Monday, October 19, 2009

Lawmakers discuss potential changes to the State's Public Retirement System by Robyn Ekings

An expert in public employee retirement systems told legislators today that changing the way the state operates public pension plans will discourage public service in some of the most critical areas of Louisiana government.

The comments came during a joint meeting in Baton Rouge of the House and Senate Committees on Retirement. The panel is reviewing a study resolution by House Speaker Jim Tucker, which seeks to find out if the state should establish a defined contribution plan, in place of the current defined benefit plan, for all new employees hired on or after July 1, 2010.

The defined benefit plan constitutionally guarantees lifelong benefits for state employees. Benefits are managed by the retirement systems. Defined contribution plans generally require employees to manage their own investments, and supporters say they are a more cost effective way for the state to offer retirement benefits.

“As the primary form of retirement for those who build our roads, keep us safe, and teach our kids, it’s not the way to go.” Attorney Robert Klausner told committee members, “Nearly every state that’s gone to a mandatory defined contribution plan has come back.” Klausner added that several of the states that shifted from a defined benefit plan, like Alaska, West Virginia, and Nebraska, faced serious challenges recruiting law enforcement workers and teachers.

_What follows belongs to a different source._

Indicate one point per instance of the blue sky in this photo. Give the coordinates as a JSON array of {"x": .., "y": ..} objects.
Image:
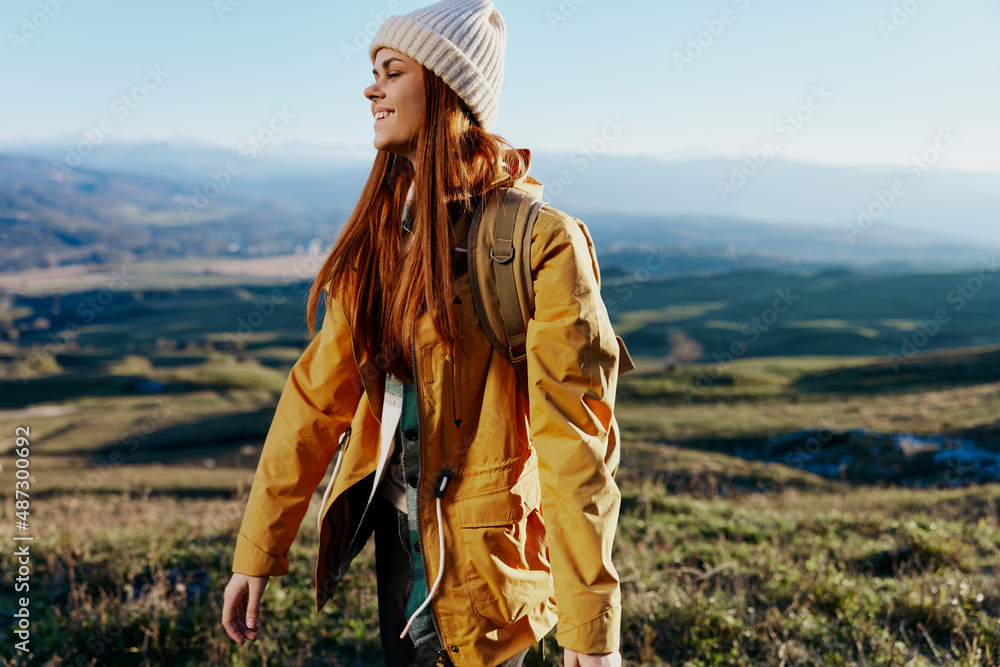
[{"x": 573, "y": 66}]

At the opening of the hearing, Speaker Tucker asked legislators to have “a candid discussion” about the issue, adding “we’re not trying to throw anyone from the train.” Tucker says he is worried that the combined debt of the retirement systems will be even more difficult for the state to shoulder in coming years.

Cindy Rougeou, Executive Director of the Louisiana State Employees Retirement System (LASERS) points out that state workers who are in the defined benefit plan do not receive social security, adding that “the protections contained in the benefit are especially important in a volatile economy. What we don’t want is a generation of seniors who are forced to rely on public assistance.”